En el siglo XVII, los Países Bajos desarrollaron una economía mercantil próspera gracias a instituciones relativamente austeras y transparentes. El respeto por la legalidad, la rotación en los cargos públicos y el control ciudadano sobre el uso del dinero del Estado generaron un entorno de confianza que atrajo capitales, favoreció el comercio y sentó las bases para un sistema financiero moderno. La honestidad institucional fue, en este caso, una ventaja competitiva frente a sus vecinos más absolutistas y corruptos.
Corrupción estructural: el caso latinoamericano
En América Latina, por el contrario, el patrón dominante desde la independencia ha sido el de la apropiación del Estado por élites políticas y económicas. En palabras del historiador Enrique Krauze, el poder ha sido entendido como una extensión del patrimonio personal del gobernante. Este «patrimonialismo» impidió la construcción de instituciones modernas, eficientes e imparciales.
México es un ejemplo paradigmático. Desde el siglo XIX hasta hoy, el país ha oscilado entre reformas institucionales y prácticas clientelares profundamente arraigadas. La corrupción no ha sido solo tolerada, sino en muchos casos funcional al sistema.
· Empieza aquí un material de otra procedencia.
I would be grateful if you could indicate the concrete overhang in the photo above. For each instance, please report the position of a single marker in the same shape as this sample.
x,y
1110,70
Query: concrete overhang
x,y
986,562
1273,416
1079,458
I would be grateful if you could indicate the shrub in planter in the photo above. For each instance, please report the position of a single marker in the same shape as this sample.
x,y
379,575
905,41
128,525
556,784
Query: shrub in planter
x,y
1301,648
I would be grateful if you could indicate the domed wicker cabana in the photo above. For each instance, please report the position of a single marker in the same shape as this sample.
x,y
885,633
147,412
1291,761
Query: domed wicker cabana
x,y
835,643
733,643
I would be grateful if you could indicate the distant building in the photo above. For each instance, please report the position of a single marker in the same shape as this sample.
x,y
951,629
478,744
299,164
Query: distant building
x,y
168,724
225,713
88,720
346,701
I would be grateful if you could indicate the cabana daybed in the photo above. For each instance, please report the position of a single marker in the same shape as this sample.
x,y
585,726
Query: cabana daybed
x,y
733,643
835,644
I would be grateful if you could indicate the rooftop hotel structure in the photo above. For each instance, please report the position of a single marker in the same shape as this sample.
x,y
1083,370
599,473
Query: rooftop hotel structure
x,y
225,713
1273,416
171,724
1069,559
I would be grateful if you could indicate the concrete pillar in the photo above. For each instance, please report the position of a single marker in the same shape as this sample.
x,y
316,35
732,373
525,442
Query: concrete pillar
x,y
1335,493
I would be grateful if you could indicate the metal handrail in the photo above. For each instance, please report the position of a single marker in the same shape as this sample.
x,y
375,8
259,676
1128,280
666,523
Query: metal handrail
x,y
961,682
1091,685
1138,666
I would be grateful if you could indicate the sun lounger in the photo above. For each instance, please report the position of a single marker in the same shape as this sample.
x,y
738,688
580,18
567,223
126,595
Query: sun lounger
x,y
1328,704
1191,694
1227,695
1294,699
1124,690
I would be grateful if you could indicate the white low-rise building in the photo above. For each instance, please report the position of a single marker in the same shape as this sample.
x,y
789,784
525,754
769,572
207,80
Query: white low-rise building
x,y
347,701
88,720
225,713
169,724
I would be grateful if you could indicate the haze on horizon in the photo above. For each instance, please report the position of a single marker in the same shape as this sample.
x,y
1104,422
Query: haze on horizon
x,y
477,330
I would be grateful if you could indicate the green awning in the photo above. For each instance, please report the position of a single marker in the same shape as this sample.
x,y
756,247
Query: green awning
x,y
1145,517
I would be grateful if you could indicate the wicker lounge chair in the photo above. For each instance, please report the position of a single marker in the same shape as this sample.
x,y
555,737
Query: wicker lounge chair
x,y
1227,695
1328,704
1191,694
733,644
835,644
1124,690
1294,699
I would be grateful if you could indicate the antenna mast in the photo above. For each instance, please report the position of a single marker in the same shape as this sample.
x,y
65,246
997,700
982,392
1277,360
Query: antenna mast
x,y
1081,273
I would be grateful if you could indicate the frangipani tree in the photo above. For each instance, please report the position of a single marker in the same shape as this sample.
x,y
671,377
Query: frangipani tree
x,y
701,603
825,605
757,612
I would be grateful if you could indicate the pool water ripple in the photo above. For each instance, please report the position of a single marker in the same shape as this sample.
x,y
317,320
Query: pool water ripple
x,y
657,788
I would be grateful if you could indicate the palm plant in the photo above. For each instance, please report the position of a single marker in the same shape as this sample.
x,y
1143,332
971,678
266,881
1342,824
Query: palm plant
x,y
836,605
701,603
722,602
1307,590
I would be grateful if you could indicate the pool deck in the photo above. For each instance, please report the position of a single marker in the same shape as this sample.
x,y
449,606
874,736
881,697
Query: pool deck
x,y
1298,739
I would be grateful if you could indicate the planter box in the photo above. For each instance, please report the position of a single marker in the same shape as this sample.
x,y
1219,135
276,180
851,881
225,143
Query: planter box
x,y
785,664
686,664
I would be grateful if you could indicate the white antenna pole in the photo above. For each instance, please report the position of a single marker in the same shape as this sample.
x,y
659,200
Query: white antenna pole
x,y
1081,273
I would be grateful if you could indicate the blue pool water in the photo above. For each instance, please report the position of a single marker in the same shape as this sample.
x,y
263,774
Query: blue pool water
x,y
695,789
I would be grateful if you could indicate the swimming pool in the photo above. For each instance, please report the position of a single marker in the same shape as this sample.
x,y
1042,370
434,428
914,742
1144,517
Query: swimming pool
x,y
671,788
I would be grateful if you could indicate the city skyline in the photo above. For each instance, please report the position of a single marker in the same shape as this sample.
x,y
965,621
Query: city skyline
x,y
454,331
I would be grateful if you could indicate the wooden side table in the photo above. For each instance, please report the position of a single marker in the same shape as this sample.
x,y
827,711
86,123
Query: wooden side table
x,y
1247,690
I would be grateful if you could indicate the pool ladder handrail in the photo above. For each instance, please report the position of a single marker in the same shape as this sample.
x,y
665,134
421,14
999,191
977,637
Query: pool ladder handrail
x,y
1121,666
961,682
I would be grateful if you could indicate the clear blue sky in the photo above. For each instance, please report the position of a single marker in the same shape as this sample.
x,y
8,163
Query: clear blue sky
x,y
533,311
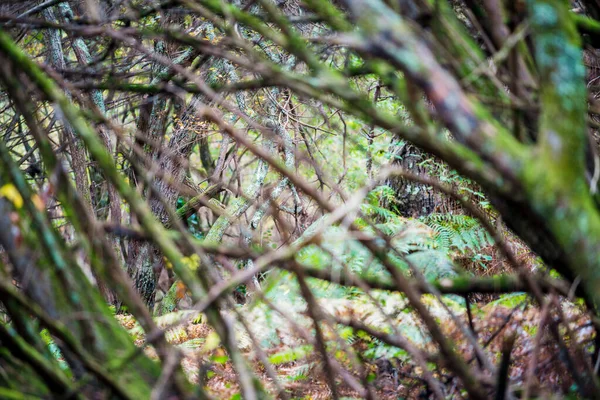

Cada seis años cambian los gobernantes, pero persisten los escándalos debidos a prácticas corruptas que tienen lugar a la vista de los ciudadanos sin que tengan consecuencia alguna. Desde los sobres con dinero entregados para financiar las campañas del partido ahora en el poder, en el nivel superior, hasta el alcalde de una población que resulto reelegido tras afirmar que “el robaba, pero poco”.
Las consecuencias económicas son devastadoras. Según el Instituto Mexicano para la Competitividad (IMCO), la corrupción cuesta al país entre el 5 y el 10% del PIB cada año. La informalidad laboral, que afecta a más del 55% de la población activa, es en parte una respuesta racional a un sistema percibido como injusto. Si pagar impuestos no se traduce en servicios de calidad, sino en enriquecimiento de funcionarios, la evasión se convierte en autodefensa.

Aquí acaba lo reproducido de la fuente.